Końcowa ocena pobytu w Aplend Lake Resort ****
„Jesteśmy bardzo zadowoleni z naszego pobytu. Aplend Lake Resort zaimponował nam swoją lokalizacją, pięknym wnętrzem i malowniczym widokiem na ośnieżone szczyty Tatr bezpośrednio z okien naszego apartamentu. Położenie hotelu gwarantuje spacer zarówno do samego Szczyrbskiego Jeziora, jak i do centrum miejscowości, gdzie znajdują się restauracje, artykuły spożywcze oraz sklepy ze sprzętem narciarskim i pamiątkami. Stacja Zubačky, do której pojechaliśmy, znajduje się bardzo blisko hotelu.
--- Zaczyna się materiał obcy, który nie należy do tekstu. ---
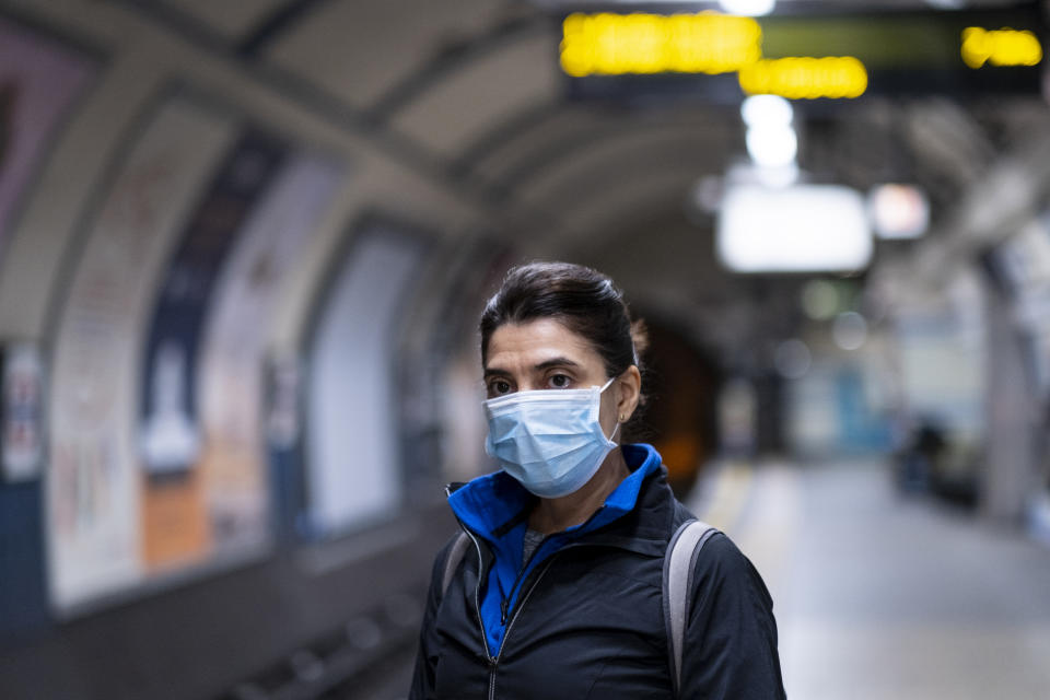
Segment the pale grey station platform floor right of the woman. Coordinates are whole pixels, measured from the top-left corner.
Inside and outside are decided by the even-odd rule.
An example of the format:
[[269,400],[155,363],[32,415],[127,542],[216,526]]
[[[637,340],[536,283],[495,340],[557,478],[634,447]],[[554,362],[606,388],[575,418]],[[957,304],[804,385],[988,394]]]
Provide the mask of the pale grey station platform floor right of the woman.
[[[1050,548],[898,493],[878,460],[725,464],[688,504],[774,600],[789,698],[1050,698]],[[358,698],[405,698],[411,658]]]

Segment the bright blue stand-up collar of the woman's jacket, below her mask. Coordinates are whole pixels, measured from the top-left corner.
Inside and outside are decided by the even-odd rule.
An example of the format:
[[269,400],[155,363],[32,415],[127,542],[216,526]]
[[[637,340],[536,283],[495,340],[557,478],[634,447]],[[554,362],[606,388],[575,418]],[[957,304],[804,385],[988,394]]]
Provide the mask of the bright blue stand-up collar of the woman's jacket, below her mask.
[[[631,474],[609,493],[594,517],[570,527],[567,534],[591,532],[630,513],[645,478],[661,467],[660,454],[652,445],[628,444],[620,450]],[[477,477],[448,495],[448,504],[464,526],[491,542],[527,517],[535,501],[535,495],[502,470]]]

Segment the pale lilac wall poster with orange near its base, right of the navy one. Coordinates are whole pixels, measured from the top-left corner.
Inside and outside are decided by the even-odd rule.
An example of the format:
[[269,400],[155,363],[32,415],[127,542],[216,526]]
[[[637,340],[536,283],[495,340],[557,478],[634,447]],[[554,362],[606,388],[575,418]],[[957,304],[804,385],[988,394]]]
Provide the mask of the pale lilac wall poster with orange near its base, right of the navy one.
[[268,533],[265,353],[281,282],[340,182],[334,163],[291,156],[252,211],[217,281],[197,374],[205,482],[213,549],[236,556]]

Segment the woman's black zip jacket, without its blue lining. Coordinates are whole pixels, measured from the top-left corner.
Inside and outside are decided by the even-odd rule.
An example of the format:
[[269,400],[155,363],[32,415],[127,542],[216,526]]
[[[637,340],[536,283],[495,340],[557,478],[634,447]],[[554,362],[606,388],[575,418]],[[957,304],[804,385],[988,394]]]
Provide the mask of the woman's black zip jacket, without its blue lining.
[[[533,572],[497,658],[478,616],[479,565],[487,571],[492,553],[476,538],[443,596],[450,542],[434,561],[410,699],[669,699],[664,552],[691,515],[666,474],[645,479],[630,513]],[[679,697],[784,698],[772,599],[725,535],[701,550],[691,588]]]

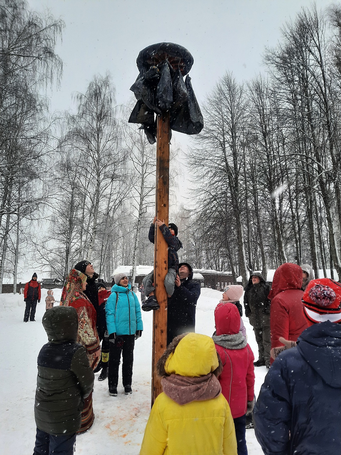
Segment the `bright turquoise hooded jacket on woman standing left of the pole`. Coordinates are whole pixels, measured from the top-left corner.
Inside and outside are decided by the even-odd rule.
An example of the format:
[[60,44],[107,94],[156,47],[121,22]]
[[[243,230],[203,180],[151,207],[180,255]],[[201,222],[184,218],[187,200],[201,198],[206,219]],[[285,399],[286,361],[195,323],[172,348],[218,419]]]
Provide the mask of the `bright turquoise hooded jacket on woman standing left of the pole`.
[[136,330],[143,330],[140,302],[130,288],[130,284],[127,288],[118,284],[114,284],[111,288],[111,294],[105,304],[106,327],[109,335],[113,333],[134,335]]

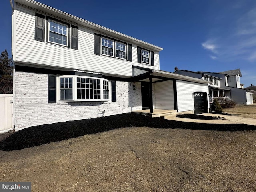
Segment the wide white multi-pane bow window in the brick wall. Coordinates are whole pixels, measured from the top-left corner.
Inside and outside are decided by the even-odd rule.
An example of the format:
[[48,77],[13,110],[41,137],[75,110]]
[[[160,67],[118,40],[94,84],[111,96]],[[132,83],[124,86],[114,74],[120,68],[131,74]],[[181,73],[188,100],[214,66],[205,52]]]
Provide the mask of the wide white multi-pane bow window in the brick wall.
[[60,76],[60,101],[109,100],[109,81],[85,76]]

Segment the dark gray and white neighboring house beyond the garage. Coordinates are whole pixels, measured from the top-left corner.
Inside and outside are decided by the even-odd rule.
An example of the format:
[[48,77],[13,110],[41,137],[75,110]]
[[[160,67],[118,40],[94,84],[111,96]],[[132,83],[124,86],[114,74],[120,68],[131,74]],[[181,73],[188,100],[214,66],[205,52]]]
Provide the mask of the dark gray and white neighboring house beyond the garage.
[[216,73],[194,72],[175,68],[174,73],[211,81],[212,84],[209,86],[211,98],[227,97],[238,104],[251,104],[247,102],[248,94],[246,94],[246,90],[243,88],[244,85],[240,83],[240,77],[242,77],[240,69]]

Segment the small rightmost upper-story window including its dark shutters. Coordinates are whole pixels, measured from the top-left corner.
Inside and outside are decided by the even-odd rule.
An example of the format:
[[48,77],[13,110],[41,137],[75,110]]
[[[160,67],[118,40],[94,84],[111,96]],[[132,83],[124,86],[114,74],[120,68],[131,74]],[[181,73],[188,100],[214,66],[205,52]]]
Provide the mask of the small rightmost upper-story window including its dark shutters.
[[138,63],[154,66],[154,52],[137,47]]

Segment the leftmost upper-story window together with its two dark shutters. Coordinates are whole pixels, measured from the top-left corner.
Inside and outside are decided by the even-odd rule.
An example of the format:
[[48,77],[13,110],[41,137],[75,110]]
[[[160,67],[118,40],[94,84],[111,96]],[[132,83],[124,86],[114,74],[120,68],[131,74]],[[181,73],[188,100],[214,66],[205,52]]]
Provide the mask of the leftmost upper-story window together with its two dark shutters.
[[37,13],[35,19],[35,40],[78,50],[78,27]]

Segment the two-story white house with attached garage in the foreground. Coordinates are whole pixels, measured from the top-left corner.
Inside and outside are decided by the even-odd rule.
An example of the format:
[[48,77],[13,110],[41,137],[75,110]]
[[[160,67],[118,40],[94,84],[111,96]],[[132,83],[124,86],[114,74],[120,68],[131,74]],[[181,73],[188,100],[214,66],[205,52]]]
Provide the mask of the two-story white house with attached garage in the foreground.
[[208,112],[210,82],[161,71],[161,50],[34,0],[14,0],[15,130],[136,111]]

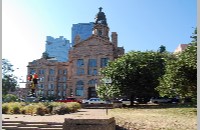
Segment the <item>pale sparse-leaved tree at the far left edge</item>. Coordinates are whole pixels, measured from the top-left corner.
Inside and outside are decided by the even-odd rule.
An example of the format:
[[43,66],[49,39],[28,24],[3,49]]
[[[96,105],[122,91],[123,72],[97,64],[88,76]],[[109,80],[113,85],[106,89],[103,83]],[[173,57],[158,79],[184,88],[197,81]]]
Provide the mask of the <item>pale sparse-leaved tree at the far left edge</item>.
[[7,60],[2,59],[2,94],[8,91],[15,91],[17,86],[17,77],[13,75],[13,65]]

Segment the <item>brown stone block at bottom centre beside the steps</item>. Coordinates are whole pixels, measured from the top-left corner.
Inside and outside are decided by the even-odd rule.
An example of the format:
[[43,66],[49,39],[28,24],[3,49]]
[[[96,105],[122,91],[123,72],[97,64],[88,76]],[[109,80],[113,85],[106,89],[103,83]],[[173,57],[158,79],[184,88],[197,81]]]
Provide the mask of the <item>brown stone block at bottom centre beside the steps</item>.
[[115,119],[71,119],[65,118],[63,130],[115,130]]

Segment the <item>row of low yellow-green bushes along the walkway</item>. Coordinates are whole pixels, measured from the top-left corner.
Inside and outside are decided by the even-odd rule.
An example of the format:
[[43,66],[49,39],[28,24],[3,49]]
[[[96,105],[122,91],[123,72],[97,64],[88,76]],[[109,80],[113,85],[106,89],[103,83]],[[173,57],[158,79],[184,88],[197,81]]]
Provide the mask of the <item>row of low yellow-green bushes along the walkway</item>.
[[25,103],[10,102],[2,104],[2,114],[67,114],[77,112],[81,105],[76,102]]

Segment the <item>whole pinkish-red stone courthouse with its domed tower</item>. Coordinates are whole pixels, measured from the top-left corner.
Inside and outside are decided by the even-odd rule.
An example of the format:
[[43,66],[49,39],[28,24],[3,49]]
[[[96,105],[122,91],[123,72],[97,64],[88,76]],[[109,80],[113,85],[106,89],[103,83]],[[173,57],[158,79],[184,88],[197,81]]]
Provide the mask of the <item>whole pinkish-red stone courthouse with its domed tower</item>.
[[[68,54],[68,62],[57,62],[43,53],[43,57],[28,64],[28,74],[38,73],[39,95],[65,98],[73,95],[78,99],[96,97],[95,86],[99,84],[99,70],[124,54],[124,48],[118,47],[118,35],[111,33],[106,15],[99,8],[90,37],[82,40],[74,38],[74,45]],[[28,84],[27,84],[28,87]]]

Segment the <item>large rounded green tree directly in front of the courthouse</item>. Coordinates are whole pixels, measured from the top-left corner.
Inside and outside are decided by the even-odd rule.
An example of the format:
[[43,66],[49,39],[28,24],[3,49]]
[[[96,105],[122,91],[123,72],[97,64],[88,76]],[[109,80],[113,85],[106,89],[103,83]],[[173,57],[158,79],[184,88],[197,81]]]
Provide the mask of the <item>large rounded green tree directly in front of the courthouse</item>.
[[155,96],[158,92],[154,88],[159,84],[158,78],[164,74],[169,55],[153,51],[132,51],[109,62],[101,74],[104,78],[112,79],[111,86],[112,89],[115,88],[115,93],[120,92],[121,95],[131,98],[131,102],[134,97]]

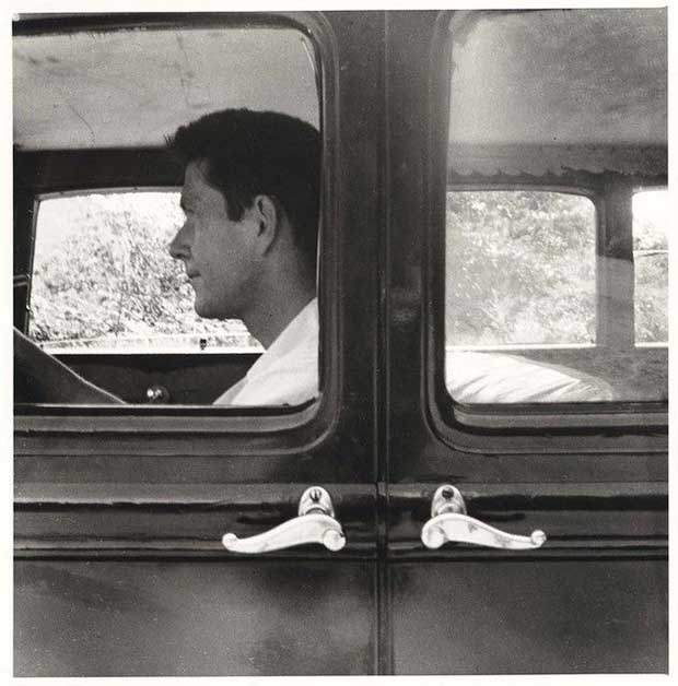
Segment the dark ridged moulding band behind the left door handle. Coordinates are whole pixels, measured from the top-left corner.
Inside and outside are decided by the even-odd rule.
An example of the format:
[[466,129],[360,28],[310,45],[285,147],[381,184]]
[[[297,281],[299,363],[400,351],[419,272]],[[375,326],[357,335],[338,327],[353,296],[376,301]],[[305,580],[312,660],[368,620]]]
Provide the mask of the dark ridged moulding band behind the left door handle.
[[[172,461],[170,462],[170,466]],[[375,488],[324,484],[347,544],[342,558],[376,557]],[[224,531],[247,539],[297,516],[304,484],[45,483],[15,488],[17,555],[65,556],[153,553],[241,559],[222,546]],[[336,554],[302,546],[288,554],[329,559]]]

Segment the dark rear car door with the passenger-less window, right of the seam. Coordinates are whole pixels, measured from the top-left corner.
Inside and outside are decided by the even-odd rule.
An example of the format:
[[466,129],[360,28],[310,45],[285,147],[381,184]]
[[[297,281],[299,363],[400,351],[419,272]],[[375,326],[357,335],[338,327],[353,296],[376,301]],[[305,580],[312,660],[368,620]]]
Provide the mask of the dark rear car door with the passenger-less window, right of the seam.
[[[629,317],[620,314],[633,310],[631,194],[646,185],[666,184],[665,22],[662,10],[388,14],[388,305],[382,350],[388,369],[384,412],[388,672],[667,670],[667,416],[661,390],[665,376],[663,381],[655,379],[654,389],[641,393],[641,400],[615,387],[611,400],[589,403],[506,404],[495,388],[498,377],[489,377],[483,387],[496,391],[494,400],[455,398],[457,391],[445,382],[446,374],[454,380],[467,371],[465,364],[471,363],[464,359],[475,359],[467,350],[461,351],[466,358],[453,356],[451,364],[445,350],[459,342],[449,323],[446,330],[445,315],[467,301],[449,292],[446,298],[445,281],[454,274],[445,253],[449,260],[466,249],[453,232],[461,222],[453,205],[469,190],[548,189],[564,190],[568,198],[583,196],[593,208],[592,216],[598,217],[591,224],[591,240],[595,243],[598,232],[597,243],[587,253],[597,283],[597,309],[593,308],[597,329],[593,343],[571,346],[570,352],[561,346],[559,364],[572,368],[576,357],[596,354],[607,360],[619,355],[627,369],[629,359],[651,365],[647,359],[656,356],[657,364],[666,364],[666,345],[643,347],[638,338],[634,344]],[[617,48],[606,43],[606,35],[618,36]],[[640,60],[650,55],[656,59],[644,67],[635,63],[639,71],[633,72],[628,60],[618,60],[622,44],[633,45]],[[600,55],[596,46],[609,51]],[[613,84],[593,96],[596,116],[588,129],[577,119],[586,111],[582,102],[592,96],[584,90],[586,78],[578,95],[572,90],[577,70],[583,69],[580,59],[594,76],[591,83],[596,71],[605,70]],[[539,84],[540,74],[553,80],[560,93],[525,86],[525,81]],[[615,129],[606,115],[610,111],[605,109],[606,98],[617,103],[621,118],[630,117],[631,128],[638,126],[632,104],[639,91],[624,86],[632,79],[636,85],[656,86],[658,97],[644,100],[652,105],[641,119],[659,122],[658,133],[621,141],[632,144],[631,157],[612,151],[605,164],[559,158],[559,143],[575,154],[576,130],[592,138],[606,131],[612,147],[615,135],[623,138],[624,127]],[[493,99],[504,92],[506,99]],[[549,97],[540,99],[545,93]],[[469,103],[472,107],[464,109]],[[561,109],[549,119],[553,103]],[[539,138],[545,130],[548,141]],[[593,142],[589,139],[587,144]],[[527,143],[534,144],[530,154],[524,147]],[[498,152],[498,146],[503,147]],[[477,243],[482,243],[489,235],[482,233],[484,228],[500,220],[492,214],[487,194],[476,196],[474,202],[474,236],[481,236]],[[517,205],[507,201],[502,206],[517,212]],[[508,238],[474,253],[475,274],[482,262],[490,263],[514,245],[511,240],[518,240],[515,232],[513,238],[510,233],[516,221],[510,217],[502,225]],[[533,236],[545,235],[543,224],[540,232]],[[533,237],[526,244],[537,241]],[[606,258],[629,268],[615,272]],[[487,293],[493,285],[504,286],[510,262],[495,262],[503,267],[490,269]],[[639,262],[636,255],[636,272]],[[463,267],[469,264],[467,260]],[[489,305],[490,296],[482,297],[481,304]],[[621,301],[621,309],[615,309],[612,300]],[[638,310],[635,315],[640,317]],[[536,319],[538,312],[530,321]],[[484,346],[471,347],[474,355],[487,356],[504,354],[510,346],[486,341]],[[518,347],[511,347],[512,355],[521,353]],[[559,346],[523,346],[521,354],[527,354],[526,347],[535,360],[537,352],[546,356],[547,348],[552,352]],[[612,382],[624,374],[618,370]],[[518,390],[528,382],[523,377]],[[470,522],[460,517],[459,496],[474,518]],[[453,524],[446,529],[445,517],[461,522],[463,532]],[[429,531],[426,547],[422,530],[434,518],[436,532]],[[487,524],[500,531],[482,537]],[[537,530],[546,534],[546,543],[541,534],[533,534]],[[525,536],[516,547],[527,549],[511,549],[516,540],[501,532]],[[460,536],[457,542],[455,535]]]

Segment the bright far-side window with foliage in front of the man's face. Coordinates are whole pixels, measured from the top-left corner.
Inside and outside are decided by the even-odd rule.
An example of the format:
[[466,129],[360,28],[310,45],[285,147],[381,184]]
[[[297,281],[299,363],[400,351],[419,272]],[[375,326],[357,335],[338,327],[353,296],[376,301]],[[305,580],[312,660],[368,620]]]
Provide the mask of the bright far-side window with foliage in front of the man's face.
[[183,222],[178,192],[42,200],[32,338],[52,353],[260,352],[239,320],[196,315],[167,250]]

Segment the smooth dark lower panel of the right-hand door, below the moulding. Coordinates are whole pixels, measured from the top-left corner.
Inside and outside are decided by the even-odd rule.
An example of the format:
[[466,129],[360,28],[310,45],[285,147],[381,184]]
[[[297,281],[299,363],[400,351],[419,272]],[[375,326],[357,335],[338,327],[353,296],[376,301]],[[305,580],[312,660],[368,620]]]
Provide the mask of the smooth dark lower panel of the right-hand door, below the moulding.
[[638,554],[394,564],[394,671],[666,672],[667,573]]

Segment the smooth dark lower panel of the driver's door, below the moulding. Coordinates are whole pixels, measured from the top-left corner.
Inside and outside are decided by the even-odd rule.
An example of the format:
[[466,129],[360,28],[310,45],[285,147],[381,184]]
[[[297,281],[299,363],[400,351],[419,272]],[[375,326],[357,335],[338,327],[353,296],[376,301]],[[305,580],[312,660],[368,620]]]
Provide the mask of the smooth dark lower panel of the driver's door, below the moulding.
[[20,560],[23,676],[370,674],[374,563]]

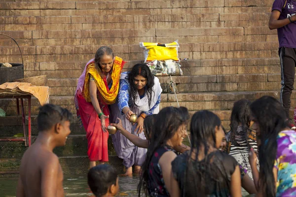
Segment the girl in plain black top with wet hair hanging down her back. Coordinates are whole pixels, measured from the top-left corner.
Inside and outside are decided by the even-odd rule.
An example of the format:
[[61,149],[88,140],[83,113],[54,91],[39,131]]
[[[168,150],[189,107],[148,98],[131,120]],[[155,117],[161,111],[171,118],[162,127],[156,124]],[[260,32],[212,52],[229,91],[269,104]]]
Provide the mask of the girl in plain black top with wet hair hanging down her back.
[[241,197],[240,169],[236,160],[219,151],[224,132],[219,117],[196,112],[190,124],[191,150],[172,162],[182,197]]

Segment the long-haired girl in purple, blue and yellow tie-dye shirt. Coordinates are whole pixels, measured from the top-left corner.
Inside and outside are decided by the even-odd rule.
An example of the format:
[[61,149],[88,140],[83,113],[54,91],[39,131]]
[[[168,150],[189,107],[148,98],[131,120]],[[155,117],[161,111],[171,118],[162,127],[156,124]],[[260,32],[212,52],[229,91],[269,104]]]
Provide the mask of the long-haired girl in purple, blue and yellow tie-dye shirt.
[[288,128],[281,103],[264,96],[251,104],[253,130],[259,147],[249,162],[258,194],[256,197],[296,197],[296,132]]

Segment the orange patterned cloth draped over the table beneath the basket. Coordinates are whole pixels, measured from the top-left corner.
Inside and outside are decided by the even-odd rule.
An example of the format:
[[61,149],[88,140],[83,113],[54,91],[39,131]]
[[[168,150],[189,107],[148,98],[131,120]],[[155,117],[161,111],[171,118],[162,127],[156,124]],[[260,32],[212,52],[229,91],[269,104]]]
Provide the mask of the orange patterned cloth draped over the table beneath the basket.
[[[21,83],[21,82],[7,82],[0,85],[0,93],[1,92],[9,92],[11,93],[20,93],[28,95],[32,94],[36,97],[40,104],[46,104],[49,102],[49,87],[48,86],[33,86],[31,83]],[[4,94],[4,93],[3,93]],[[6,93],[9,95],[9,93]]]

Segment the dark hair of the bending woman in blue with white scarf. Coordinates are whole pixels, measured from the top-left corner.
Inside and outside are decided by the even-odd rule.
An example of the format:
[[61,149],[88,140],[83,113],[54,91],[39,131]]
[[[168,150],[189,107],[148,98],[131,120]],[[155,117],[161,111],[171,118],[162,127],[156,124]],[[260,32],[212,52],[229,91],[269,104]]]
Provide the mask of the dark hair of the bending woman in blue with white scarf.
[[148,97],[148,104],[150,107],[152,92],[153,92],[152,87],[154,86],[154,77],[149,67],[146,64],[136,64],[128,74],[128,82],[131,90],[130,95],[134,100],[134,104],[135,104],[135,100],[137,99],[137,95],[138,95],[138,90],[137,90],[137,86],[134,83],[134,80],[135,80],[135,77],[138,75],[141,75],[147,79],[147,84],[144,88],[147,89],[146,94]]

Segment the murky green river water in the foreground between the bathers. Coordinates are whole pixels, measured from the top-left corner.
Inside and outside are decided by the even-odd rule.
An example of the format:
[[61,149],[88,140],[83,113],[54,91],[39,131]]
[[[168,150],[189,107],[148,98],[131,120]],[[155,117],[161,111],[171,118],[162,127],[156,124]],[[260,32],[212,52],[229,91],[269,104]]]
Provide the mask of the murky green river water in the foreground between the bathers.
[[[0,178],[0,197],[15,197],[17,177]],[[136,197],[138,177],[119,177],[118,197]],[[64,191],[66,197],[93,197],[87,185],[86,176],[67,174],[64,177]],[[248,193],[243,192],[243,196]]]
Dla mojej córki było to przeżycie. Plusem jest także bliskość stoków i terenu do narciarstwa biegowego, który często odwiedzaliśmy. Uwzględniliśmy brak restauracji bezpośrednio w hotelu i w pełni wykorzystaliśmy w pełni wyposażoną kuchnię bezpośrednio w apartamencie.”
👍 Pobyt w Aplend Lake Resort**** został osobiście zweryfikowany przez Františka, członka zespołu Travelking, który ze spokojnym sercem może polecić Państwu swoją wizytę. Inne osobiście zweryfikowane hotele możesz zobaczyć tutaj.